Typisch für den Zug der Austernfischer ist das strikte Fliegen entlang der Küstenlinie.
Schon im Januar verlassen die ersten Vögel ihr Winterquartier und fliegen zurück zu den Brutplätzen in Norwegen. Sie gehören zu den ersten Heimkehrern. Es wurde beobachtet, dass die Pärchen über Jahre hinweg ihren alten Brutplatz bevorzugen.

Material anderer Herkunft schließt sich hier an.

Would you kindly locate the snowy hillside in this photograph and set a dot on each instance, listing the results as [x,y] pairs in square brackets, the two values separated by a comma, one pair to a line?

Interessant ist das Verhalten der Austernfischer, wenn ein vermeintlicher Feind sich dem Nest nähert. Sie versuchen ihn durch Verleiten wegzulocken, indem sie sich möglichst unauffällig vom Nest entfernen und ein Scheinbrüten simulieren.

 

In Norwegen werden vielerorts Vogelsafaris angeboten, hier eine kleine Auswahl:
Vogelsafari rund um Bleiksøya (Vesterålen)
Vogelsafari am Nordkap
Vogelsafari vor Ålesund (Vogelinsel Runde)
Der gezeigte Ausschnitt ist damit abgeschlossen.